According to lawmakers speaking at Consensus 2022 on Friday, the United States could have a new federal law on stablecoins by the end of this year.
Lawmakers are concerned that if there is a lack of regulatory clarity it might stifle the crypto innovation, and the recent collapse of terraUSD (UST) further increases the worry of those calling for action.
I’m setting off to go out on a limb and say we get stablecoins done during this year, said Sen. Pat Toomey (R-Pa.), who introduced his own bill on the subject this year. That prediction was met with applause from the audience.
Toomey stated that regulatory certainty is required about that, citing widespread agreement among lawmakers and policymakers on the importance of action. He was also aware that the [Biden] administration is interested in doing something in this area.

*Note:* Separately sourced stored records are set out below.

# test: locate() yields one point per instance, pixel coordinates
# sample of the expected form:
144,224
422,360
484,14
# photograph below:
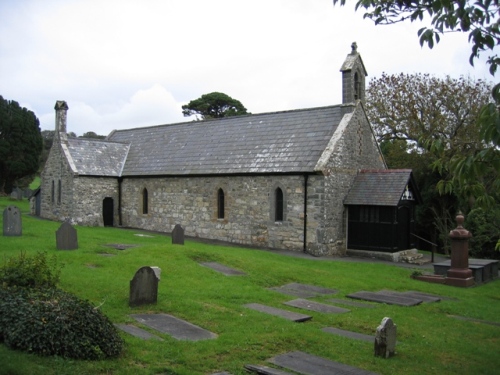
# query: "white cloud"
128,63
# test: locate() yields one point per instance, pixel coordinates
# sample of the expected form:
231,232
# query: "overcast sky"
129,63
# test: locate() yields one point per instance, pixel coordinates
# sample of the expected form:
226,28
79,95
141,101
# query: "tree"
406,108
20,144
214,105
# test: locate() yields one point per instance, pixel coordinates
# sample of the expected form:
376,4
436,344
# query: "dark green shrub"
53,322
485,228
36,271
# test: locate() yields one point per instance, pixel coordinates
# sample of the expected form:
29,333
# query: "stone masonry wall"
56,186
249,208
355,149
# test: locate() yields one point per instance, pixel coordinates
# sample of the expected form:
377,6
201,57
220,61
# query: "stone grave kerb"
12,225
66,237
178,235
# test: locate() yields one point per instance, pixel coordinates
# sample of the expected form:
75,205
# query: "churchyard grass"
430,340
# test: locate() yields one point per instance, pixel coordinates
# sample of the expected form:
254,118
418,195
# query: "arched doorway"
107,211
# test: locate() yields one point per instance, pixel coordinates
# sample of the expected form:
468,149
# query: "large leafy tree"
481,20
20,144
405,109
214,105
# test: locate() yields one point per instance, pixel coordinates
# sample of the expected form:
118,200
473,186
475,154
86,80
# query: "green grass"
430,341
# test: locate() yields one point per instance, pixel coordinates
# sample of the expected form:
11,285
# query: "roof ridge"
197,122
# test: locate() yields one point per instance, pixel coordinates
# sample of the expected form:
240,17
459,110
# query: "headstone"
178,235
66,237
12,221
144,286
459,274
385,339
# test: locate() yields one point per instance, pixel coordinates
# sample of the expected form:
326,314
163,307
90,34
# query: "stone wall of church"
355,149
249,208
56,186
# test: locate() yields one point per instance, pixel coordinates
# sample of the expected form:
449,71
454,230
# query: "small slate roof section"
95,157
381,187
278,142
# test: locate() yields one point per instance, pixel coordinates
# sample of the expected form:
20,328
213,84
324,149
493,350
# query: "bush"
53,322
37,271
485,229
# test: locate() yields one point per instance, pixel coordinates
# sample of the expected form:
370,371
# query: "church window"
278,205
145,201
220,204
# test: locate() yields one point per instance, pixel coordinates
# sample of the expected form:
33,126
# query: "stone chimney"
353,78
61,108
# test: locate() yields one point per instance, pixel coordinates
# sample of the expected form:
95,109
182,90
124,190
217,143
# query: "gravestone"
144,286
178,235
385,339
66,237
12,221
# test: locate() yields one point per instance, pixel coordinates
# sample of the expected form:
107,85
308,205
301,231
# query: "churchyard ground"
430,339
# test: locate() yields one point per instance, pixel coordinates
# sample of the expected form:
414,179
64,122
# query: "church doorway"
107,211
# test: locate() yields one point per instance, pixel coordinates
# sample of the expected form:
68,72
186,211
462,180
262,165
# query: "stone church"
275,180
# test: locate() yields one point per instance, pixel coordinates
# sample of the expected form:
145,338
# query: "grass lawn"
429,340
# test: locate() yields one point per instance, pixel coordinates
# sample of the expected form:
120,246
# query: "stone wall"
249,208
56,186
353,148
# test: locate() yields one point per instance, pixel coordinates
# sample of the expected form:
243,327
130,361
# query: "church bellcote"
61,108
353,77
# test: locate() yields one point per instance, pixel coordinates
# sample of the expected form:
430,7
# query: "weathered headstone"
178,235
144,286
459,274
12,221
385,339
66,237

While authorizing a bill in a matter of months is a highly ambitious goal, particularly with the November midterm elections, Toomey’s optimistic outlook appears to be shared across the aisle.
Sen. Kirsten Gillibrand (D-N.Y.) stated that due to urgency, a stablecoin bill might be passed between now and the end of the year. However, she admitted that under normal procedures, in order to generate policy ideas through multiple committees and awaiting a new law, could take a decade.
We just had a financial crunch, we just had a meltdown, Gillibrand said, referring to the implosion of the terraUSD.
On Tuesday, Gillibrand and Sen. Cynthia Lummis (R-Wyo.), who also spoke on the panel at Consensus 2022, proposed legislation to address issues related to cryptocurrency taxation and oversight.
Gillibrand stated that there was a disruption due to the absence of regulation, and having no counsel or rules of the road from the current regulators is not just for the complete industry.
There is a possibility that the new U.S. crypto law would need the stablecoin issuers to contain proper reserves and reveal their holdings, which might likely decrease the type of market panic that caused terraUSD’s collapse last month.
Broader legislation based on the Lummis-Gillibrand model would also seek to provide greater clarity to issuers regarding who they must report to, thereby resolving a turf war between competing regulators, the Securities and Exchange Commission as well as the Commodity Futures Trading Commission.
It would have to be approved by the House of Representatives, similar to any other law, but at least a few lawmakers are positive that it can be done.
We’re on the verge of an important bipartisan movement on stablecoins in the House, said Rep. Patrick McHenry (R-NC).
A bipartisan bill on asset-backed stablecoins coming out of the House Financial Services Committee can be witnessed this summer, McHenry said. He is the committee’s top Republican.
If there is a broad agreement on this and the chair prioritizes it, he said, one can see that reported out of committee and voted on the House floor ahead of the election, implying that talks with the Senate will begin in November or December.
That’s a pretty quick turnaround from introducing a bill to potentially signing it into law before the end of the year, McHenry said.